Restoring the Great Lakes’ Coastal Future
Technical Guidance for the Design and Implementation of Climate-Smart Restoration Projects
Patty Glick, Jennie Hoffman, Melinda Koslow, Austin Kane, Doug Inkley
The Great Lakes region is home to 20 percent of the world’s freshwater reserves, a rich array of species and habitats, and tens of millions of people. One of the most significant challenges to the well-being of the region is climate change. We are already feeling the effects of climate change, and those effects will only intensify in the future. As a result the past alone is no longer a sufficient guide for conservation decisions. To effectively protect, manage, and restore freshwater coastal ecosystems in the Great Lakes we must integrate the reality of current and future climatic changes into our work. Making our projects “climate-smart” in this way will enhance their value and durability over the long term.
The purpose of this Restoring the Great Lakes’ Coastal Future (pdf) is to provide an initial suite of tools and methods to assist in the planning and implementation of climate-smart restoration by the National Oceanic and Atmospheric Administration (NOAA) and its partners and grantees. The guidance is intended to be a living document that evolves in response to workshops, trainings, on-the-ground projects, and other stakeholder input. Some ways that habitat restoration efforts funded under NOAA and partner programs in the Great Lakes region could be vulnerable to climate change impacts include:
This guide presents a project-based approach to adjusting restoration activities to address the realities of climate change.
- Changes in water temperatures and flow regimes may result in reduced use by target species or degradation of restored in-stream habitats.
- Warmer water may also facilitate the establishment of southern fish species such as smallmouth bass in the Great Lakes or the contraction northward of cold-water dependent species.

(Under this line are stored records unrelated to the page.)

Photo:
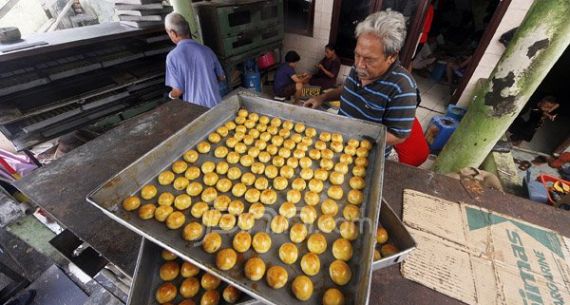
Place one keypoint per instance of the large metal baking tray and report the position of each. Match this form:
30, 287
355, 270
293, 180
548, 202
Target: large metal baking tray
109, 195
146, 279
398, 236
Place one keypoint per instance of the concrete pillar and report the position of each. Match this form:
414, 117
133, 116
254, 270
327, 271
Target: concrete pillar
540, 40
184, 8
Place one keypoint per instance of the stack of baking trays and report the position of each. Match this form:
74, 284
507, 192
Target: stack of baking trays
279, 201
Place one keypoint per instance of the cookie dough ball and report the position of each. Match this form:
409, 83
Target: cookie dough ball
162, 212
234, 173
261, 242
254, 268
165, 293
349, 230
302, 287
271, 171
192, 173
209, 195
326, 164
211, 243
131, 203
189, 287
342, 249
242, 241
317, 243
359, 171
167, 255
335, 192
311, 198
316, 185
257, 210
210, 179
326, 223
175, 220
268, 197
191, 156
224, 185
293, 196
315, 154
340, 272
351, 212
310, 264
210, 281
227, 222
221, 152
148, 192
169, 271
355, 197
211, 218
288, 253
276, 277
194, 189
231, 294
226, 259
288, 210
299, 184
261, 183
308, 214
192, 231
239, 189
306, 174
233, 157
246, 160
361, 161
293, 162
280, 183
236, 207
333, 296
341, 167
279, 224
147, 211
166, 177
203, 147
337, 146
357, 183
198, 209
252, 195
246, 221
180, 183
189, 270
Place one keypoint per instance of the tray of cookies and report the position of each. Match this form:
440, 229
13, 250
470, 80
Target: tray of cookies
280, 201
162, 277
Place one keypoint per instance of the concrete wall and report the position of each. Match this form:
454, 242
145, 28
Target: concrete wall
513, 18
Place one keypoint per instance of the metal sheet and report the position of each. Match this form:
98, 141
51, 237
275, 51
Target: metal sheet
398, 235
146, 279
109, 196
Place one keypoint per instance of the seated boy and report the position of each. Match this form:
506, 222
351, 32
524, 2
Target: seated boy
287, 82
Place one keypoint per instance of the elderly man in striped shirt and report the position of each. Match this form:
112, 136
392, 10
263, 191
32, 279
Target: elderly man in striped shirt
378, 88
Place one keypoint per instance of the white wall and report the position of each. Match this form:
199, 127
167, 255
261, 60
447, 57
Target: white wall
513, 17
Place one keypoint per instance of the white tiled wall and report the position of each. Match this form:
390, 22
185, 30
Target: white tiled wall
513, 17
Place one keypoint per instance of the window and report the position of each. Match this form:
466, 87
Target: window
299, 16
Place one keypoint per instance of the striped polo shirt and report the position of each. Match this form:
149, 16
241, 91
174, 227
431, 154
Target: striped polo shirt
391, 100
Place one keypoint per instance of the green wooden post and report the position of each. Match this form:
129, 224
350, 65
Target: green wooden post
184, 8
540, 40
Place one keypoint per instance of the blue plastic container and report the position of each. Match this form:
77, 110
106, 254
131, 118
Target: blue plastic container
439, 131
455, 112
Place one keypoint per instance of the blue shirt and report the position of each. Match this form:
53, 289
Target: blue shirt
194, 69
283, 77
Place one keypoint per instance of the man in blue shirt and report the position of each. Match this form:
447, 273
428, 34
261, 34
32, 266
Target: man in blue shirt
192, 69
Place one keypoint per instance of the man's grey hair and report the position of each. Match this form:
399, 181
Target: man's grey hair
389, 25
178, 24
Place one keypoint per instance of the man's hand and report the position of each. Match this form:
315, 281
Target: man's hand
313, 103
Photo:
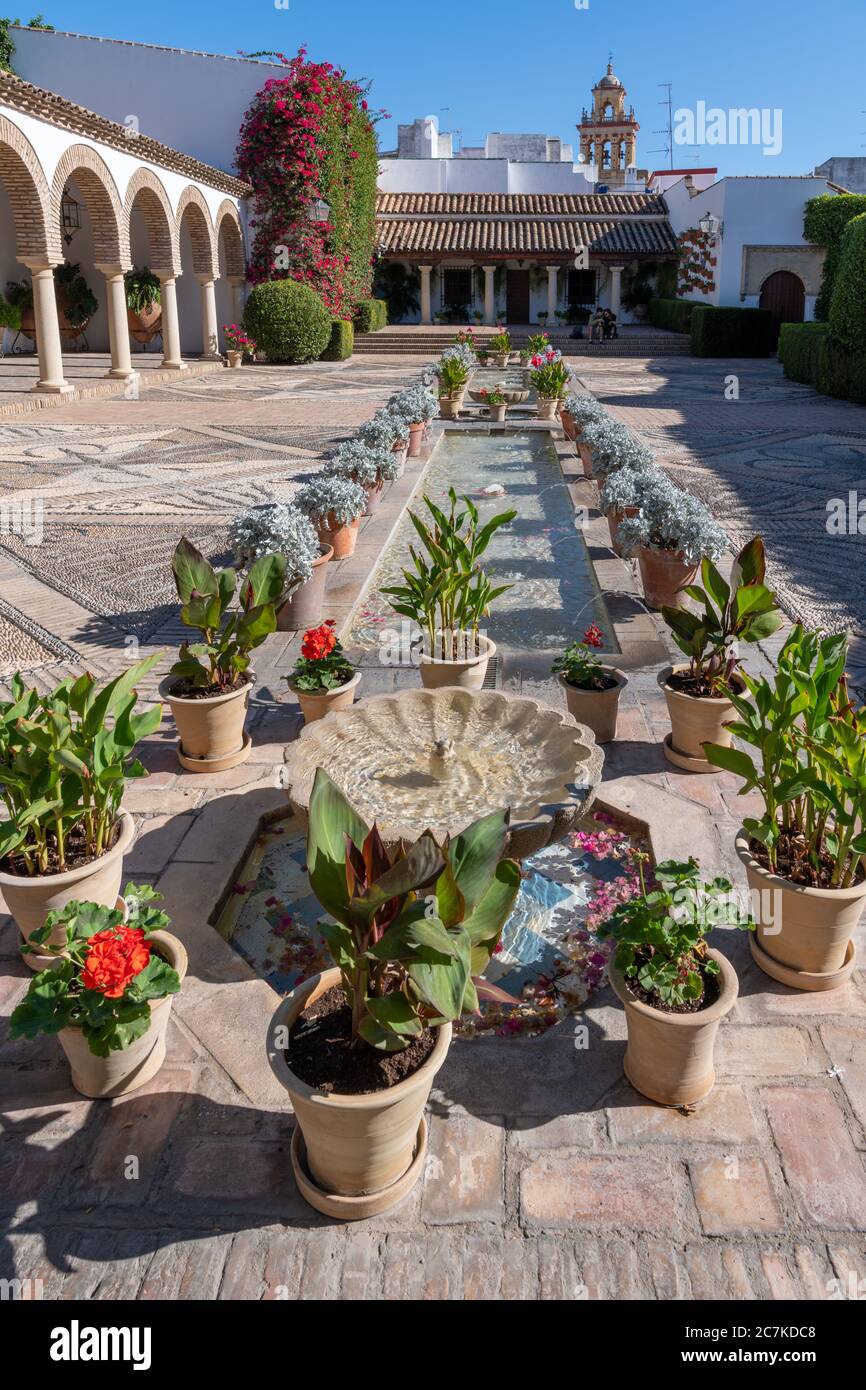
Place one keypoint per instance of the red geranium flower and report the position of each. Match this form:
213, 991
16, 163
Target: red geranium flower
114, 958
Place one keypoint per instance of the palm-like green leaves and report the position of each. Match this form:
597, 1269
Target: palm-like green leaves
413, 929
64, 758
206, 597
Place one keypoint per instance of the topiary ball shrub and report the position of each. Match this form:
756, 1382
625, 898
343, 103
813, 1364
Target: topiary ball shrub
288, 321
342, 341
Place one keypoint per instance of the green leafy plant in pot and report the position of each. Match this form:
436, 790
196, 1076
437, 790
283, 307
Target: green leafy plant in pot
804, 855
730, 613
448, 594
410, 931
210, 684
674, 988
64, 761
107, 993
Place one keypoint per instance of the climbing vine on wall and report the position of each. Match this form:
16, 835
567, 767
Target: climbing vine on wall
309, 136
697, 270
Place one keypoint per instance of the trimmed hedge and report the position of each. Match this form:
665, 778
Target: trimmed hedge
731, 332
848, 305
371, 316
288, 321
811, 355
342, 341
674, 314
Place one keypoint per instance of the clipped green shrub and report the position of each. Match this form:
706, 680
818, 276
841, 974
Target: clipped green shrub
799, 350
824, 224
288, 321
10, 314
674, 314
731, 332
371, 316
342, 341
848, 303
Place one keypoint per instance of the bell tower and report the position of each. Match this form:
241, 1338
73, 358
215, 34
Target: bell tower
609, 132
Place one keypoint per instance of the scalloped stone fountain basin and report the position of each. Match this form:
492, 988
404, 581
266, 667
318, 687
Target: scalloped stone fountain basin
441, 759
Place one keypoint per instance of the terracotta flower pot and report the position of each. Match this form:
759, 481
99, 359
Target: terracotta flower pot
467, 673
341, 538
374, 496
210, 730
145, 324
615, 520
585, 458
669, 1057
663, 577
360, 1154
131, 1066
31, 900
305, 606
694, 722
804, 934
597, 709
317, 704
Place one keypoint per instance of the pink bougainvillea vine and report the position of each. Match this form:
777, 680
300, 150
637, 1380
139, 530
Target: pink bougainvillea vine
309, 136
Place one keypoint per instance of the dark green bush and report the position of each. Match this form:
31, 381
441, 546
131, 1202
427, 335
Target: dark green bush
342, 341
288, 321
371, 316
731, 332
809, 353
848, 303
674, 314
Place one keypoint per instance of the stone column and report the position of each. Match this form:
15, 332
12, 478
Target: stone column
616, 288
171, 328
552, 275
426, 313
210, 332
489, 299
47, 331
118, 332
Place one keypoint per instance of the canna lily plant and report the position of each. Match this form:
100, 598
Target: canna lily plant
413, 930
742, 610
809, 762
448, 592
64, 758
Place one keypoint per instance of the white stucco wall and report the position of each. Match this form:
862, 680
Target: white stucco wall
193, 102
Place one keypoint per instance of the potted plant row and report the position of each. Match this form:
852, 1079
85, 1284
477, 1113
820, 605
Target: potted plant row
107, 991
805, 854
64, 759
209, 687
729, 615
324, 679
359, 1045
448, 594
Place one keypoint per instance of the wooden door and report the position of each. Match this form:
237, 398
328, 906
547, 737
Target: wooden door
783, 293
517, 296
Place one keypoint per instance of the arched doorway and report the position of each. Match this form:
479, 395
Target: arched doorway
784, 295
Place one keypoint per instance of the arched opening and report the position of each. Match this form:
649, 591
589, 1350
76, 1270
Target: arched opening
196, 248
784, 295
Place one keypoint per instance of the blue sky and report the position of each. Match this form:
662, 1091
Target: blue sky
528, 64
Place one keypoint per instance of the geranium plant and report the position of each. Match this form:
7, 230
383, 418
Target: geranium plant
580, 667
221, 659
413, 929
323, 665
106, 976
660, 931
64, 758
808, 763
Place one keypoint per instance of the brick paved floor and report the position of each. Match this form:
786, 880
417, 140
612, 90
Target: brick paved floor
548, 1176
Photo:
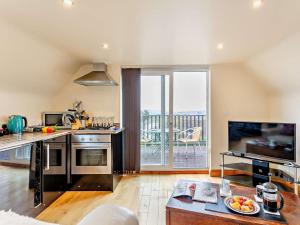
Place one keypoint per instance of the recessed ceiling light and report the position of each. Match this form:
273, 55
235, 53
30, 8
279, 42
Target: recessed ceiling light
257, 3
68, 3
105, 46
220, 46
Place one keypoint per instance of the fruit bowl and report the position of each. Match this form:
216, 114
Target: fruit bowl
242, 205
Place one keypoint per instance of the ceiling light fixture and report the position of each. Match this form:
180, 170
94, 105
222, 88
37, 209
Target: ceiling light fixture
68, 3
220, 46
257, 3
105, 46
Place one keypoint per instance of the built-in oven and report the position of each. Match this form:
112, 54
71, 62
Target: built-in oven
55, 156
91, 154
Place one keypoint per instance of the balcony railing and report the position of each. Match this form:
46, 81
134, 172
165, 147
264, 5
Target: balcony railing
180, 123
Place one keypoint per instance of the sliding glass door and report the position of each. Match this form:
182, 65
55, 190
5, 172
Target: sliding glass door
154, 120
173, 120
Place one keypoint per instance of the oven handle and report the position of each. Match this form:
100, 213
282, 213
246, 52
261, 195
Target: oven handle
48, 157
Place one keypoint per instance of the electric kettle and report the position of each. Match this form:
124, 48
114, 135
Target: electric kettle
16, 124
270, 197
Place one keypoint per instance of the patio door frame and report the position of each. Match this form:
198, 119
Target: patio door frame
164, 71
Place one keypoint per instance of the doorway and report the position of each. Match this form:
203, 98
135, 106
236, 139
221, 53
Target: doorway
174, 119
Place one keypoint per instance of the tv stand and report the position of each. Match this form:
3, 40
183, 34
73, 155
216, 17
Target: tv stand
252, 174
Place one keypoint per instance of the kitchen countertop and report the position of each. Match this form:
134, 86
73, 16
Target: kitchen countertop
87, 131
11, 141
8, 142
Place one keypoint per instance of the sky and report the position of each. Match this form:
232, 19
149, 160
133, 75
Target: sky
189, 92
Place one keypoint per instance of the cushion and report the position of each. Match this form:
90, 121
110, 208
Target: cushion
9, 217
109, 215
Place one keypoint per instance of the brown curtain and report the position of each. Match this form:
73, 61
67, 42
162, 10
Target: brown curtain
131, 101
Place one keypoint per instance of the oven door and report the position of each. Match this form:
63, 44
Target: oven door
55, 159
91, 158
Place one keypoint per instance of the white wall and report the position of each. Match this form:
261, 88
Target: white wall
97, 101
31, 71
235, 95
285, 107
279, 67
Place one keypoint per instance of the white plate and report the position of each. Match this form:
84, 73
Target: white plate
255, 211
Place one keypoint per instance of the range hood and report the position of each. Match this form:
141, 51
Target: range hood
97, 77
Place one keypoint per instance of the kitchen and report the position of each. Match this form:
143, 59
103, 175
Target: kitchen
57, 177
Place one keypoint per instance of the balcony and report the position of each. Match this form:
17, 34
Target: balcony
189, 154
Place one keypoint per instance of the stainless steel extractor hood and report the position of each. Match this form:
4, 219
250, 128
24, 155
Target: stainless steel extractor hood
97, 77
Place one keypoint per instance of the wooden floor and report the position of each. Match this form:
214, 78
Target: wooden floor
145, 195
192, 157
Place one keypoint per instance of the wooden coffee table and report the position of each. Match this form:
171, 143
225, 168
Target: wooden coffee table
182, 211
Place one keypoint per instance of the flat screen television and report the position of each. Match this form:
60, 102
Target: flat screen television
272, 140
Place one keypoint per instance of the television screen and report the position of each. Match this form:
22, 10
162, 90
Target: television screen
276, 140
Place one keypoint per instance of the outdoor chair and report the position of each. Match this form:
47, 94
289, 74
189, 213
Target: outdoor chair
192, 136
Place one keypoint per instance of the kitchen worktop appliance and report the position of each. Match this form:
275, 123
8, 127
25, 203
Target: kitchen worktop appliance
62, 120
16, 124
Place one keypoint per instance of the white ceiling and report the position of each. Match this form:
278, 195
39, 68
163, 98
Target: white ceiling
157, 31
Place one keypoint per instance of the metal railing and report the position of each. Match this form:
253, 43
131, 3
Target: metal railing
180, 123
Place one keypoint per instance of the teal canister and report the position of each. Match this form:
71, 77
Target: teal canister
16, 124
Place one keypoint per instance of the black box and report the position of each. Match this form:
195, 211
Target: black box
260, 167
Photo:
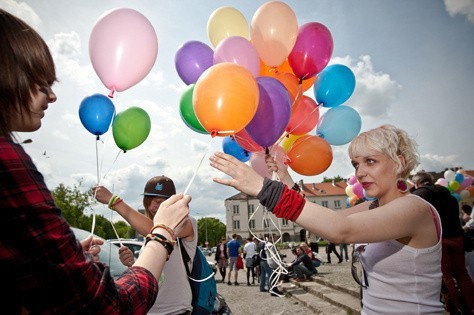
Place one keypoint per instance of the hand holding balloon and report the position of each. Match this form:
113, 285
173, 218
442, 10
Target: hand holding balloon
244, 178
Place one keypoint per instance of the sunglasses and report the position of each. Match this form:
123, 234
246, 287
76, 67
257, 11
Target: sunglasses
354, 270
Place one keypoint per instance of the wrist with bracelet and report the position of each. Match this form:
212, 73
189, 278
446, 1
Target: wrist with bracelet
114, 200
166, 243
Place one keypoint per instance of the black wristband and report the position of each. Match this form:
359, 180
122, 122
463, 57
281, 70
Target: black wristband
270, 194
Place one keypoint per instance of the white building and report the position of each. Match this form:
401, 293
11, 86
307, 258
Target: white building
245, 215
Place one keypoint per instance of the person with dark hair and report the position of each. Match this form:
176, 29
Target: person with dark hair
174, 295
233, 252
402, 230
453, 266
45, 270
222, 257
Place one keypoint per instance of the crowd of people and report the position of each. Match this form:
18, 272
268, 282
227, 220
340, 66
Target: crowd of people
407, 236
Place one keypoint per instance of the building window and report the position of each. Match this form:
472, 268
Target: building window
251, 209
236, 224
252, 224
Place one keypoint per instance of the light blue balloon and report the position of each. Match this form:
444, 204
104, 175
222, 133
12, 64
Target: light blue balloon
96, 113
230, 146
334, 85
339, 125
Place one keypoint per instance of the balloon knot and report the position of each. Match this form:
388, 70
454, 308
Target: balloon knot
111, 93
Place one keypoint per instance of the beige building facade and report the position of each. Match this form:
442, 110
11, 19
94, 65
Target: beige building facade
246, 217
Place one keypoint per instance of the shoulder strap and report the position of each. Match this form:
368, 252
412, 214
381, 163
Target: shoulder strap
185, 256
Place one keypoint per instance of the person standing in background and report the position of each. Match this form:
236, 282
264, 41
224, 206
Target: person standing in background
453, 265
233, 251
221, 258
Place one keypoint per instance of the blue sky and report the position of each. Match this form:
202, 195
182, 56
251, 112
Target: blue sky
413, 62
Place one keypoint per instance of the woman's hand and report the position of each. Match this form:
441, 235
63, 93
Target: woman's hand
173, 212
244, 178
280, 169
126, 256
102, 194
91, 246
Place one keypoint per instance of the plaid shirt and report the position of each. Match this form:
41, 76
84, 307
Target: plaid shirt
42, 266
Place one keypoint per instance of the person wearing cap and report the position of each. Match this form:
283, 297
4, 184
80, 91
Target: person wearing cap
174, 294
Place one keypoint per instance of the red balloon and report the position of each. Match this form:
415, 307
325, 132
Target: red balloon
310, 155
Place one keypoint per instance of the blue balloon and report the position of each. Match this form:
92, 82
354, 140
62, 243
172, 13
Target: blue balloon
334, 85
96, 113
339, 125
230, 146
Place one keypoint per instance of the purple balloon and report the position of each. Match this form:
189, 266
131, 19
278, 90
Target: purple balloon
192, 59
273, 112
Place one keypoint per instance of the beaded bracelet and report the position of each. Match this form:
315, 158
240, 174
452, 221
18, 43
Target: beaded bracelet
168, 229
112, 200
167, 244
119, 200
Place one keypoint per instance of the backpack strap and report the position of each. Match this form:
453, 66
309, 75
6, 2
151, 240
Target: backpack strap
184, 254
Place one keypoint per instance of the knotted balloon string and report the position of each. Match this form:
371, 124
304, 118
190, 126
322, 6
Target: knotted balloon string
198, 167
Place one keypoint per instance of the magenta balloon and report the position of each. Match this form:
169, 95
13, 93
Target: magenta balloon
192, 59
273, 112
238, 50
312, 50
123, 48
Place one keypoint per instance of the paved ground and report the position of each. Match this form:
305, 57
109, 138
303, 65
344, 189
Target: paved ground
245, 299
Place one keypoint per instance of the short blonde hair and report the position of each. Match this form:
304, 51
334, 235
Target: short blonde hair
392, 142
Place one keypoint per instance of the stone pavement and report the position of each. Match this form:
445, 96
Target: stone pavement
332, 285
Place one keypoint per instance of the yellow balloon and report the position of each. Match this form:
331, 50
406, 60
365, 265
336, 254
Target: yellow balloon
225, 22
287, 142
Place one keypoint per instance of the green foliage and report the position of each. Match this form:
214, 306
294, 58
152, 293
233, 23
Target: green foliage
215, 231
73, 203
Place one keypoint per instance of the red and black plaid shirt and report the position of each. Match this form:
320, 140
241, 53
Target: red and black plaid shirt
42, 266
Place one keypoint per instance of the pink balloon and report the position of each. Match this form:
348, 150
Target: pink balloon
123, 47
358, 190
352, 180
238, 50
257, 160
312, 50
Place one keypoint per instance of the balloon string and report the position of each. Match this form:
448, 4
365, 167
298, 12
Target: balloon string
199, 166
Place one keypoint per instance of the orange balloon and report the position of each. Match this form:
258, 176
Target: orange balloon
225, 99
310, 155
304, 116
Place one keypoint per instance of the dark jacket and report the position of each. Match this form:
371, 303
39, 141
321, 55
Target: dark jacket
447, 207
218, 252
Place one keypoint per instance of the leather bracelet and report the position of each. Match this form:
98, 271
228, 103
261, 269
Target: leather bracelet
168, 245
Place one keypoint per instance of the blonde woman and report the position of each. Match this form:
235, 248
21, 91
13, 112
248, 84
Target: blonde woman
402, 271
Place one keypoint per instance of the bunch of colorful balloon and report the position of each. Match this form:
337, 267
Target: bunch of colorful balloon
253, 89
355, 192
459, 184
123, 47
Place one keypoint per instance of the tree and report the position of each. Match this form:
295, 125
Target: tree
210, 229
73, 202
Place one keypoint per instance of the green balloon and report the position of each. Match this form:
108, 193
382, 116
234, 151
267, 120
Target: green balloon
186, 110
131, 128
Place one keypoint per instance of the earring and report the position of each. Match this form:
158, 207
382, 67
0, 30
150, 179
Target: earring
402, 185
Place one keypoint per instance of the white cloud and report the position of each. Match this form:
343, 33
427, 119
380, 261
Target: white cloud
23, 11
375, 91
433, 162
463, 7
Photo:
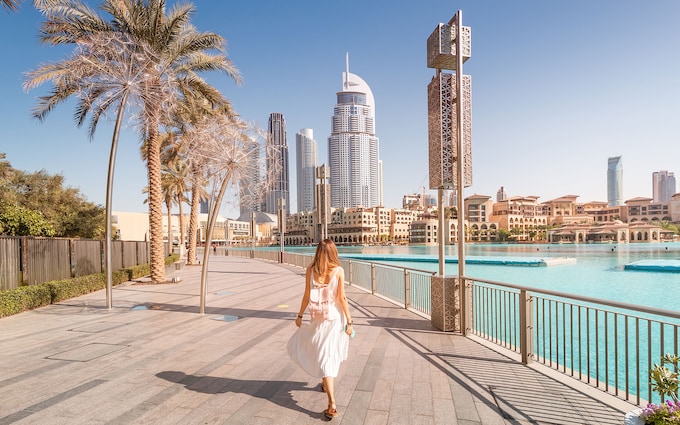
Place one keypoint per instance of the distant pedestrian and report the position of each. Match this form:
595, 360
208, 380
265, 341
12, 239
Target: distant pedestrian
321, 345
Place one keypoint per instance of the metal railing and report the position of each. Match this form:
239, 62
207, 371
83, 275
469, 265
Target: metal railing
406, 287
608, 345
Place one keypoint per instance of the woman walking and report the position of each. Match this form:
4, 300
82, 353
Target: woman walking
321, 345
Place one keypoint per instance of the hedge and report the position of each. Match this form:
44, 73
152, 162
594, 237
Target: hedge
24, 298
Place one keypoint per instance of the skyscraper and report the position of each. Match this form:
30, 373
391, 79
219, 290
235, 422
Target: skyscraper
306, 161
663, 185
353, 146
615, 181
277, 164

- Climate-related changes such as increasing temperatures, changing lake levels, reduced ice cover, and altered runoff patterns and lake chemistry will interact with a range of existing stressors, including increased input and toxicity of contaminants in freshwater systems.
The steps are as follows:
- Identify Restoration Goals and Targets (e.g., restoring critical habitat for a particular endangered species or setting maximum allowable pollutant levels).
- Identify Restoration Project Approaches (e.g., dam removal, revegetation, or recreating channels).
- Assess Vulnerability of Targets/ Project Approaches to Change (e.g., the influence of temperature on species’ health and reproduction or the toxicity of pollutants).
- Identify Climate-Smart Management Options. (e.g., restore critical habitat in both current and possible future ranges of target species).
- Select and Implement Management Options.
- Monitor, Review, Revise.
Throughout this guidance, case examples illustrate how to apply this climate-smart restoration framework to the actual practice of restoration. These examples, including the restoration of whitefish spawning habitat and sea lamprey control, are presented in tabular format for easy reference. Tables review vulnerability of project goals, targets, and approaches to climate change, and present options for reducing that vulnerability on a number of levels. The body of this guidance is designed to provide an overall framework; more detailed information on conducting a vulnerability assessment and additional resources on restoration, climate change adaptation and the Great Lakes region are provided in appendices.